I was unaware of the beautiful bounty that occupied our native woodlands, the wild edibles that had a long culinary tradition in Ireland. It seems the Vikings loved to make soup with them. The Celts before them probably added them to stews of rabbit or hare. Before that we can only guess how ancient immigrants choose to cook their mushrooms.
Most mushrooms grow in the autumn, except for a few prize ones that pop up in the spring. While it’s still a bit early for St George’s mushrooms, morels have started to appear in the last few weeks.
If you’re lucky, you’ll find some at the many farmers markets that are dotted around the country. I see on Instagram that Ballyhoura mountain mushrooms have been selling in Mahon farmer’s market.
Last week, a forager dropped some into Aniar. He had found them in Mayo. If you’ve never seen a morel, you’re in for a surprise. It truly is one of nature’s beauties. Its structure reminds me of a Gothic church. I’m always fascinated how nature produces these shapes.
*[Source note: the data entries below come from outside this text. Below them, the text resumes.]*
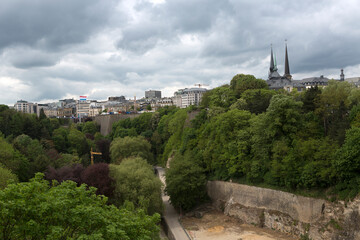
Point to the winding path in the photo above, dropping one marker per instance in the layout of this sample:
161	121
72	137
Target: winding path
176	231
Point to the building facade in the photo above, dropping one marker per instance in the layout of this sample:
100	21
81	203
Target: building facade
153	94
188	96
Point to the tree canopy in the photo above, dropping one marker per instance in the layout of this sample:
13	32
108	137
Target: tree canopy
33	210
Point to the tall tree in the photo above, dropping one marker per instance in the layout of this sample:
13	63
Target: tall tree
136	182
68	211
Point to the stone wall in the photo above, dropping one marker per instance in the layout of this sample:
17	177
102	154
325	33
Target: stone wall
286	212
106	121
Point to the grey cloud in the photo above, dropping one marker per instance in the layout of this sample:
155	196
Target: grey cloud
51	24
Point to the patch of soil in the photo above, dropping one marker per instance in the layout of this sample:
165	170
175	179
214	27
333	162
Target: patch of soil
214	225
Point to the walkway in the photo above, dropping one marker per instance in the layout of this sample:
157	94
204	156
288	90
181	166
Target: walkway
170	215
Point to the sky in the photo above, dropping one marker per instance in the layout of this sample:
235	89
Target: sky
51	50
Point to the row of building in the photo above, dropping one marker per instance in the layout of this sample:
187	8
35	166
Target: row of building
71	108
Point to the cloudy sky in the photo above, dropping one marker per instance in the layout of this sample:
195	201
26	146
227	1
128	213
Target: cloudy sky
55	49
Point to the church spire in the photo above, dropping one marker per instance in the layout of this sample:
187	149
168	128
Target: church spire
287	68
272	66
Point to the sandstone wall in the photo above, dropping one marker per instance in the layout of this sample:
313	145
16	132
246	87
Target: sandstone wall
286	212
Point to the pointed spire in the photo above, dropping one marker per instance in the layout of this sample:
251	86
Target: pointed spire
287	68
342	75
275	64
272	67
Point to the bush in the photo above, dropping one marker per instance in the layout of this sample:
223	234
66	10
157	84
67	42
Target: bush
136	182
185	183
67	211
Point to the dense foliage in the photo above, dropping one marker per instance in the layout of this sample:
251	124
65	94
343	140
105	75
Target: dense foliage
34	210
185	183
136	182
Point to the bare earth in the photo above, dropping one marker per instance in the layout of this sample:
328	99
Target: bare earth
214	225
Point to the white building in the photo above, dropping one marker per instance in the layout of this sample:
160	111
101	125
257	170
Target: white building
25	106
82	108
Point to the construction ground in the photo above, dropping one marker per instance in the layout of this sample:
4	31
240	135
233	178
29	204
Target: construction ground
211	224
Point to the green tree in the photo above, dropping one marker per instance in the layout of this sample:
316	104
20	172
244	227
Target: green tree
60	138
224	144
33	151
348	156
185	183
67	211
241	82
220	97
90	127
254	100
77	142
122	148
136	182
333	107
6	176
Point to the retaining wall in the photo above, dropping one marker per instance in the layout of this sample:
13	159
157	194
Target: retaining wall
287	212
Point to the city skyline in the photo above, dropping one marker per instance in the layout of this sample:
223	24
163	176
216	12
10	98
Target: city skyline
65	49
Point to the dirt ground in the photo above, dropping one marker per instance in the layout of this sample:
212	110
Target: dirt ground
211	224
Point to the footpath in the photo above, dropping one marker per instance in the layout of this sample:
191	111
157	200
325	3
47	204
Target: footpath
174	229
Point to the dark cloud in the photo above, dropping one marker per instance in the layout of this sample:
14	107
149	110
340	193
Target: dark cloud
70	48
51	24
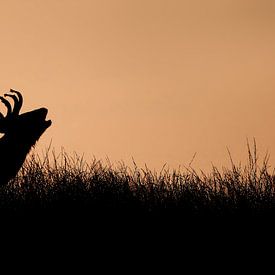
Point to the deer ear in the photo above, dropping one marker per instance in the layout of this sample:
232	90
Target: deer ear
2	122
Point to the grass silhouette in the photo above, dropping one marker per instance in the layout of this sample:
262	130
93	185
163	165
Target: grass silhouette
68	185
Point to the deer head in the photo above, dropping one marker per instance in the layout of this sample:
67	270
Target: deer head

Morels have a distinctive honeycomb appearance, due to the network of ridges with pits composing its wonderful fruit body.
A classic combination of morels is either in a thick creamy tagliatelle or with chicken. Both have white wine in their base. For a nice Irish twist, I think a dry cider is a suitable alternative.
Fry your morels in a little oil. Then add equal parts chicken stock and cider, say about 300ml in total. Reduce by half and then add a good 150ml of cream.
Bring to the boil and then season with sea salt.
This sauce goes well with pan- fried chicken or even to accompany a whole roast chicken. Of course, morels are wonderful by themselves, fried in duck fat and fresh thyme.